Social proofing was at the forefront of our mind as we crafted a campaign for the borough of Wrexham called ‘People Power’. We led with images of ordinary folk from Wrexham who were willing to take a small step - a pledge - to reduce their carbon emissions as the Council committed to massively cut their emissions too. The entire focus was on a shared effort and shared benefit. Across the Council alone they saw energy bills drop by 7% during the campaign period, saving around £25,000. The Wrexham campaign built on an earlier, pledge-based campaign we did across Greater Manchester called ‘Manchester is my Planet’ which again combined social proofing with small steps and in this case, civic pride, to recruit carbon pledges. Over 20,000 people signed up over the lifetime of the campaign.

My next example is a simple but effective example of reframing a proposition. The Northwest’s Fostering Forum asked us to run a campaign across television, radio and print to generate applications to become foster carers. We ran some research groups and discovered that the problem wasn’t feeling compassionate about kids that needed homes, the problem was that most people didn’t feel that they could be a foster parent, that somehow they wouldn’t fit the profile.
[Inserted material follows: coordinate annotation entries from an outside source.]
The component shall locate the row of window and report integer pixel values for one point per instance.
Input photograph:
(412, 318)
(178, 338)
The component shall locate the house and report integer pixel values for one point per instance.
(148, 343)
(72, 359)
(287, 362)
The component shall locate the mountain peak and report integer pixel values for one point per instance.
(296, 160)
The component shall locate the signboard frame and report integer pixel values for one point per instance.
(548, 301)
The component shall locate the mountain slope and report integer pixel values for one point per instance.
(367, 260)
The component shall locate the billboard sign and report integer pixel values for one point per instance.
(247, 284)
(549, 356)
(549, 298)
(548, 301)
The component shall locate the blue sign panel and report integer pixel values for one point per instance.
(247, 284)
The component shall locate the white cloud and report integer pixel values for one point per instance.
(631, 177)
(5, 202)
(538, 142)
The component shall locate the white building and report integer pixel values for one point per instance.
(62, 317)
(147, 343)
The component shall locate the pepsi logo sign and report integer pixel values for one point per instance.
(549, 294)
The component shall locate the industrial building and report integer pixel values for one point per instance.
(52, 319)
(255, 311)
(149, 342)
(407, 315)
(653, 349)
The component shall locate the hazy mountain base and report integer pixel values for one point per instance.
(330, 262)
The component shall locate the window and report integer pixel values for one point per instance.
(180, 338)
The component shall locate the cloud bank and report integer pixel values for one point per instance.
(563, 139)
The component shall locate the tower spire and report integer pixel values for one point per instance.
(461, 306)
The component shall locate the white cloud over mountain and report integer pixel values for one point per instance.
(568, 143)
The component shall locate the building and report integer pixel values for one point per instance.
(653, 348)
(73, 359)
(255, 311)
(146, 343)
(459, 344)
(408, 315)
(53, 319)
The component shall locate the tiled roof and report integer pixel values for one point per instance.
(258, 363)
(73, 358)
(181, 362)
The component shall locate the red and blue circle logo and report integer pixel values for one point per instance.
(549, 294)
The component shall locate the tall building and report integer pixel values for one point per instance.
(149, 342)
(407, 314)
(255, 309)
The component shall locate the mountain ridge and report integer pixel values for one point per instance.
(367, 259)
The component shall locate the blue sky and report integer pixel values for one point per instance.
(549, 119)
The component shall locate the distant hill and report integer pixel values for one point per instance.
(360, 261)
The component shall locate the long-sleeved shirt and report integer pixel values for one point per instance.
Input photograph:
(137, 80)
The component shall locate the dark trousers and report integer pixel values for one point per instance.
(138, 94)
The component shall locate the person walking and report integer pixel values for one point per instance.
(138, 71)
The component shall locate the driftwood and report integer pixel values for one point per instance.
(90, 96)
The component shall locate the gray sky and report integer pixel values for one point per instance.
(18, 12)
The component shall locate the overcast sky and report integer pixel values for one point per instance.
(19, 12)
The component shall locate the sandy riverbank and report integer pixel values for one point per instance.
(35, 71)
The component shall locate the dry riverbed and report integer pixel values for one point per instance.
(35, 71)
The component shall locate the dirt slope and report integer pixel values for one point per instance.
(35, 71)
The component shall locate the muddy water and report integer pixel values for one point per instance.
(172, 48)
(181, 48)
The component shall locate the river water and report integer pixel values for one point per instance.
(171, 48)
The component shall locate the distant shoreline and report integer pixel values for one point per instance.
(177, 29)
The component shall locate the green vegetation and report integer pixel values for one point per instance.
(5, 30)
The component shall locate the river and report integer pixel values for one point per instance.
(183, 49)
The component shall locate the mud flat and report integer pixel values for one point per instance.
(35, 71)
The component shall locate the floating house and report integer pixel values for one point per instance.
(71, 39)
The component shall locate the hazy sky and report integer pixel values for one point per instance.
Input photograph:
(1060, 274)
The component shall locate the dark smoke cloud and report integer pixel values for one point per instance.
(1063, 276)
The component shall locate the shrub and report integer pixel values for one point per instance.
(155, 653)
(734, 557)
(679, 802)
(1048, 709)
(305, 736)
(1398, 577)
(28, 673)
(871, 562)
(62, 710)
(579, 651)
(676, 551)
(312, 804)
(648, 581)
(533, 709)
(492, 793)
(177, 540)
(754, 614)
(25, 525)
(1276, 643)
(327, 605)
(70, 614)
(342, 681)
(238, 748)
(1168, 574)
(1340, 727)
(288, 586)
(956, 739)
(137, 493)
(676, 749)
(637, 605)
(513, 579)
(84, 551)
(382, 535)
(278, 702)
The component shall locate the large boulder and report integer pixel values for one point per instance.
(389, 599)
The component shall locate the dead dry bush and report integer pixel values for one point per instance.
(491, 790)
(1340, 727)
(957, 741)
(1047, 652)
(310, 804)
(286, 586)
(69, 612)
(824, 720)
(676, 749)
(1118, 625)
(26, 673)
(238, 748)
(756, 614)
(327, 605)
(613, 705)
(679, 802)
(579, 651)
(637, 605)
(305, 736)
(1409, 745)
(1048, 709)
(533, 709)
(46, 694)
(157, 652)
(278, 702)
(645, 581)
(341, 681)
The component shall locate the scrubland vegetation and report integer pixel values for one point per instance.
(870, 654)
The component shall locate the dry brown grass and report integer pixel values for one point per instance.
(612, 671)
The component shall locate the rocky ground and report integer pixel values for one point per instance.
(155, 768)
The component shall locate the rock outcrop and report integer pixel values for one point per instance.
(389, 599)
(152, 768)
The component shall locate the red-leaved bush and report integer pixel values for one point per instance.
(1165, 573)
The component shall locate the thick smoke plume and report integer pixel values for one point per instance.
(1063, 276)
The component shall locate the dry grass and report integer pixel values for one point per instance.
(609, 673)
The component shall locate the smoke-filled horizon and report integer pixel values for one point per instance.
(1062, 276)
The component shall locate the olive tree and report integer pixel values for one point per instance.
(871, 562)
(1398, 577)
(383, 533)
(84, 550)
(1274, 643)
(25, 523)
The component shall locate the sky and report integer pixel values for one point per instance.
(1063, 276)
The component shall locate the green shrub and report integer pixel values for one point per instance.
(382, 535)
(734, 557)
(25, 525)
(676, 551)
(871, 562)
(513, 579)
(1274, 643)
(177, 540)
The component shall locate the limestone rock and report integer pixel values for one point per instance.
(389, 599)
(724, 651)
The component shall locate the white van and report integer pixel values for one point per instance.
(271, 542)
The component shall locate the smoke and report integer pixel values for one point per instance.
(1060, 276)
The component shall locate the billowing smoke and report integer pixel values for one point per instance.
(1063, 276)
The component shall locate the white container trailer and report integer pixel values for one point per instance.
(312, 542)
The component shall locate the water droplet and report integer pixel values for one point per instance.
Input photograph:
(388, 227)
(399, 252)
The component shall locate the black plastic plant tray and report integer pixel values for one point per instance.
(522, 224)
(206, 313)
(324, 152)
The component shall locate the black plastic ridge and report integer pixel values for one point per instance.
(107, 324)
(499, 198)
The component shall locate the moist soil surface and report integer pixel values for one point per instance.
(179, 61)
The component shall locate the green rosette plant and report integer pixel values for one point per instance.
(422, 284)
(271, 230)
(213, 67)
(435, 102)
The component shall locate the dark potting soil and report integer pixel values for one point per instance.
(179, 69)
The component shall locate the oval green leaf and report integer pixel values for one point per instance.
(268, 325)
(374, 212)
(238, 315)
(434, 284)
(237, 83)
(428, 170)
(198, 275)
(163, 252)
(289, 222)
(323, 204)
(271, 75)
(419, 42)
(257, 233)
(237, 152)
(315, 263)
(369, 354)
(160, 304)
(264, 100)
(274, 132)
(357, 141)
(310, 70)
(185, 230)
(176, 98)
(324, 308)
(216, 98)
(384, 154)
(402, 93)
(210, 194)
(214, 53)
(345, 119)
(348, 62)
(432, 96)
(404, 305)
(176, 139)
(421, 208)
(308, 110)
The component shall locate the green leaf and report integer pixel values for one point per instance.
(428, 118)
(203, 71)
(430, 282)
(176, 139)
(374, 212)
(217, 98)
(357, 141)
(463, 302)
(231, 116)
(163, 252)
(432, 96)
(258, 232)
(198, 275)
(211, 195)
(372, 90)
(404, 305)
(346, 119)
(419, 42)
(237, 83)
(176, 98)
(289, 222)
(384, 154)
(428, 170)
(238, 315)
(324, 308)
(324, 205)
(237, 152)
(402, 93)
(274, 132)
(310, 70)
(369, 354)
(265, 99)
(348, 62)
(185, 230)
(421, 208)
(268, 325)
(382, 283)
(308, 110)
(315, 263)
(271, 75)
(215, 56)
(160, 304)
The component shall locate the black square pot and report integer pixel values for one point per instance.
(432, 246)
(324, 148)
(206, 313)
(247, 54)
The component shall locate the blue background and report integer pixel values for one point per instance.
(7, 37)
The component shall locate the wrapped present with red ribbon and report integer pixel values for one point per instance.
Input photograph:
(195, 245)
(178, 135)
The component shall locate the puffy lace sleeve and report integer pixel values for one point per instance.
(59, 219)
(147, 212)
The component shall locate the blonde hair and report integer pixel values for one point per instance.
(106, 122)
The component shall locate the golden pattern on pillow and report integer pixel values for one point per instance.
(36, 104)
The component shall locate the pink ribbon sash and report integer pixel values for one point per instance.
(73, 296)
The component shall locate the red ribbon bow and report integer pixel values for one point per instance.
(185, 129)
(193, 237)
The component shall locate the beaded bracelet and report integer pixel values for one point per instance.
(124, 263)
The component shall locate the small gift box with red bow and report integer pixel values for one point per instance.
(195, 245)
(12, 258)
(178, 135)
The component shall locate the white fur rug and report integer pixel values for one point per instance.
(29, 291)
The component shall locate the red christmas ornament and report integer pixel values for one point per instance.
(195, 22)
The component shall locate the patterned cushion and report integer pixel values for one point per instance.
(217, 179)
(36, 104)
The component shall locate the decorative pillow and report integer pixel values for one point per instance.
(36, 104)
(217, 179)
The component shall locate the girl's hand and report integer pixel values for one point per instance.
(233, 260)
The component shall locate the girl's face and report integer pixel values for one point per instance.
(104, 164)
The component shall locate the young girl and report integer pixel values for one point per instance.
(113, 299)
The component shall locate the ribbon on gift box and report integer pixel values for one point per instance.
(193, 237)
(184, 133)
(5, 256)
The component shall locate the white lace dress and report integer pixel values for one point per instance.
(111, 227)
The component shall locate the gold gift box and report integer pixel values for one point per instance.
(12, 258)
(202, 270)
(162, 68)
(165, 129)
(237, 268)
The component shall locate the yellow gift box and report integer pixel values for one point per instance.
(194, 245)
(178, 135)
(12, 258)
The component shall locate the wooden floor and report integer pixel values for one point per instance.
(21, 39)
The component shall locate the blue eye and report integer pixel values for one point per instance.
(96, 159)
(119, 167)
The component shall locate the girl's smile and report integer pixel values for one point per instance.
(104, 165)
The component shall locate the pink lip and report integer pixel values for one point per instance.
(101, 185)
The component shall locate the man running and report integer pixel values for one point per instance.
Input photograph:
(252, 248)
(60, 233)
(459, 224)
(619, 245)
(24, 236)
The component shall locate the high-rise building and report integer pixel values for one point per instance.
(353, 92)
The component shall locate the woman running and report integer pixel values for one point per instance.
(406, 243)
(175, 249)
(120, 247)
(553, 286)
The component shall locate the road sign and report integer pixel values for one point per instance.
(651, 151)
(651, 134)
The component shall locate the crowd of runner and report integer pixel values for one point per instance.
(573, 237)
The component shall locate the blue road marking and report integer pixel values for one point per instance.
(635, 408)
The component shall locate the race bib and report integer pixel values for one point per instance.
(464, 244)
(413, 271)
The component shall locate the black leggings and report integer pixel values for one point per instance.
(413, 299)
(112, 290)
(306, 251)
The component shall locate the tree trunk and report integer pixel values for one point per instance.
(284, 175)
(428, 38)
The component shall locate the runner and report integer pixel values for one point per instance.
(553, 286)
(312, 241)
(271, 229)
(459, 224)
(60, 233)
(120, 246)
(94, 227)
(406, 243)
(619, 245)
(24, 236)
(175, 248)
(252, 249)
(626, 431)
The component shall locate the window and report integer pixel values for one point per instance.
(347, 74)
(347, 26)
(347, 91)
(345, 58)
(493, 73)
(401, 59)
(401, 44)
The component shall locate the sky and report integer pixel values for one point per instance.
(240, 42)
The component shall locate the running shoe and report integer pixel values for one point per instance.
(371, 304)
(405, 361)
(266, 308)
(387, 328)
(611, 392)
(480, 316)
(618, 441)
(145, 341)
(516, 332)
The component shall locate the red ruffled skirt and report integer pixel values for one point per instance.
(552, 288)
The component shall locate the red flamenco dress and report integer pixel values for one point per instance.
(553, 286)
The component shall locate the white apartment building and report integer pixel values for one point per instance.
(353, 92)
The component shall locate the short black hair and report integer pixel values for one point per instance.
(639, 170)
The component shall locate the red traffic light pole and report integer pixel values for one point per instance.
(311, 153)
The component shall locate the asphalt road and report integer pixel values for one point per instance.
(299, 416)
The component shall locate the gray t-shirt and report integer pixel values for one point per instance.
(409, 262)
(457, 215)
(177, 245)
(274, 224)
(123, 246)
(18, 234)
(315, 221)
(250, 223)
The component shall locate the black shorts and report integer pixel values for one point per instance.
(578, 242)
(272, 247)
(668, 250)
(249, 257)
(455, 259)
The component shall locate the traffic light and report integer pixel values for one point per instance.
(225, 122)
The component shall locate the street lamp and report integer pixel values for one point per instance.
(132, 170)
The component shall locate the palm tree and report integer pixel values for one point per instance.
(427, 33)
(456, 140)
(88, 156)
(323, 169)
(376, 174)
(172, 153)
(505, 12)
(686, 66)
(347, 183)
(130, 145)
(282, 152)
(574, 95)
So we ran a fostering campaign with no children in, just lots of real life fosterers from as many walks of life as possible, telling you that ‘You Can Foster’. The campaign overshot its target by 100% and over 3,000 applied to become foster carers.

My last example is less about behaviour change and more about the power of communications to build pride and belief in a community. We’ve been running a campaign for the last four years in a large area of Manchester called Wythenshawe. It’s an area that has plenty of social challenges but that also has loads going for it. For years it had been done down in the mass media as a class A example of ‘Broken Britain’. Our Real Lives Wythenshawe campaign, which includes a network of 100 community ambassadors, has reclaimed the news agenda and allowed the people of the area to build a more positive image of their area. In our finest hour, we organised mass activity in response to an ill-thought documentary by Sarah Ferguson called the ‘Duchess on the Estate’, which depicted the very worst that they could find in Wythenshawe.

Our campaign fought back and won national, widespread coverage as a result.

The examples above are just behavioural change but our team at Creative Concern have built place brands, run fundraising campaigns, launched wildlife reserves and communicated with the public around renewable energy schemes. We think this is the real work of creative communications, of the new communications.

If you ignore for a moment the fact that every second 28,000 people are searching the internet for porn, human communications, is a wonderful, diverse and powerful part of who we are and what we could become in the future. It takes in education, our individual passions and ideals, our connections with family and friends, our work and our playtime. Communications is a critical part of us, as individuals and as a society.

It’s not about selling, it’s about something bigger.

It’s about great people and good ideas. It’s about enlightenment. It’s about making people smile and its about making lives better.

This is the real world of communications and its my contention that in an age where austerity is still biting and where there may actually be no return to the days of rampant and unbridled consumerism, this kind of communications, for social good, will in fact be the norm in the months and years ahead.

This, for me is the future, and it’s the business that we’re in.